时间:2020-02-13 08:55:10  作者:元月月半
  卫青被自己的口水呛着了,“白罴那个大懒虫?你还不如不给,否则你会死的更快。”
  “谁呀?”小七拎着光溜溜的野鸡过来。
  谢琅:“没谁。随便说说。好了啊?你去做。”
  “给我人参。”小七伸手。
  谢琅指一下对面灶房。
  小七打开橱柜,最上层的盘子里满满一盘人参。大的小的老的少的就这么随意放在那儿,小七都不知该说什么好。他三爷真是家大业大,不拿人参当宝。
  “三爷,放几根?”小七大声问。
  谢琅想一下,“挑个最大的,水你看着放,够我和你仲卿爷爷喝三天的就成了。”
  “仲卿爷爷能在咱家住多久?”小七好奇地问。
  卫青接道,“三天。”
  “啊?”小七惊叫出声。
  卫青虽未娶妻,但他有妾,他母亲活着的时候给他纳的。他的妾给他生了三个孩子。其中最大的还不懂事,最小的还在襁褓之中,卫青便没把他们带过来,怕给谢琅添麻烦。

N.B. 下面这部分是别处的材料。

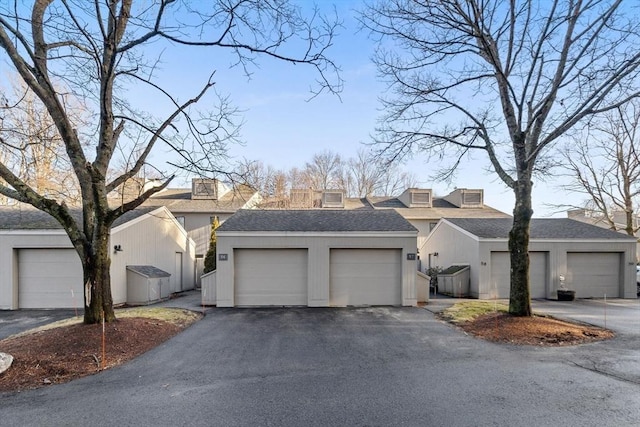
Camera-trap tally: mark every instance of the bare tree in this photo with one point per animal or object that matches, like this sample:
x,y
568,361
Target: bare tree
x,y
505,78
98,51
31,145
394,181
365,174
607,170
324,170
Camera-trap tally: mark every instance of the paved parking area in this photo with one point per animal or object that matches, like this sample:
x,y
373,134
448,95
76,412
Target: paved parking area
x,y
367,366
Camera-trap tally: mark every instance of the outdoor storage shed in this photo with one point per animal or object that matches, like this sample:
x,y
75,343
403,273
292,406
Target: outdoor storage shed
x,y
590,260
316,258
146,284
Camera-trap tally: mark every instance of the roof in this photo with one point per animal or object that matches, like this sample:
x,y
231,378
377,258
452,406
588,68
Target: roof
x,y
148,271
542,228
25,217
178,200
440,208
315,220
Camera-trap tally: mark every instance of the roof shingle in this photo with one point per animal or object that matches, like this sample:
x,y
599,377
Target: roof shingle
x,y
541,228
317,221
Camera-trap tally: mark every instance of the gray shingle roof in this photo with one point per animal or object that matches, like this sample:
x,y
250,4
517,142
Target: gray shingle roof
x,y
179,201
543,228
24,217
148,271
317,221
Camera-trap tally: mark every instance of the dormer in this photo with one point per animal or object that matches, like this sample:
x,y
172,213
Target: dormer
x,y
207,189
416,198
333,199
466,198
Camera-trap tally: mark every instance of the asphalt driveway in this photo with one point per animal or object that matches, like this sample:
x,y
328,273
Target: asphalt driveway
x,y
369,366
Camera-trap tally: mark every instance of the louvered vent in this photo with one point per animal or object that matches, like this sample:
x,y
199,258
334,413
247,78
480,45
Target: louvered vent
x,y
421,198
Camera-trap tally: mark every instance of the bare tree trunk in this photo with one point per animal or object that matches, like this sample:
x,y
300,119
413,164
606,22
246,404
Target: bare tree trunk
x,y
98,302
519,298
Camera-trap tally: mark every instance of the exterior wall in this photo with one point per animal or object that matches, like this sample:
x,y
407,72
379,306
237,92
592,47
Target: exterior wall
x,y
424,229
319,246
453,247
557,251
152,239
198,225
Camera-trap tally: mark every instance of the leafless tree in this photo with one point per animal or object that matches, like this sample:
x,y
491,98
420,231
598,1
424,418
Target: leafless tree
x,y
607,169
324,170
31,146
98,51
365,174
505,78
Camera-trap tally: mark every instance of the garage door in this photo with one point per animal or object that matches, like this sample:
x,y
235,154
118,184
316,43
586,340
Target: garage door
x,y
365,277
49,278
500,286
270,277
594,274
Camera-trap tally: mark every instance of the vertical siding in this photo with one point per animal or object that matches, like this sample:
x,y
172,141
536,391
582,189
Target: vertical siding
x,y
153,240
453,247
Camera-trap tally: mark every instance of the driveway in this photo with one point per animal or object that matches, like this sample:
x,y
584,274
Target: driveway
x,y
368,366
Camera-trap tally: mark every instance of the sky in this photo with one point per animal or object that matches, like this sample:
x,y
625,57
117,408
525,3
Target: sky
x,y
283,128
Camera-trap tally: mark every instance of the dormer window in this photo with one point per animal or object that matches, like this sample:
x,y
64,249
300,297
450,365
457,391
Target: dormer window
x,y
300,198
204,189
420,198
416,197
466,198
471,198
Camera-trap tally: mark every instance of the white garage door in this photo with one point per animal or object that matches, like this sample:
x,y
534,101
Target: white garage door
x,y
365,277
270,277
49,278
500,286
594,274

  卫青在外的这些日子,家里人管不住老大,老大已比霍去病小时候还皮。卫青打算休息几天,就给他儿找个夫子,教其诗书礼仪。
  卫青便说:“以后上午过来,下午回去。休沐日就不过来了。”不等小七开口,“别高兴过早,我不在,去病一定会过来。”
  “他——”小七走过来,“三爷,我明日就去找孟达爷爷。”
  卫青笑道:“去吧。”
  次日小七没有去,盖因他没腰牌进不去。
  寒冬腊月,刘彻过来吃榴莲,小七又是给刘彻沏茶,又是剥榴莲,又是剥松子,搞得刘彻都以为他要毒死自己,根本不敢吃。
  谢琅无声地说出“有事相求”,刘彻才敢伸手。
  不出卫青所料,小七真把刘彻说动了。刘彻考虑到谢琅上半年忙着耕种夏收,便跟小七说立秋日出发。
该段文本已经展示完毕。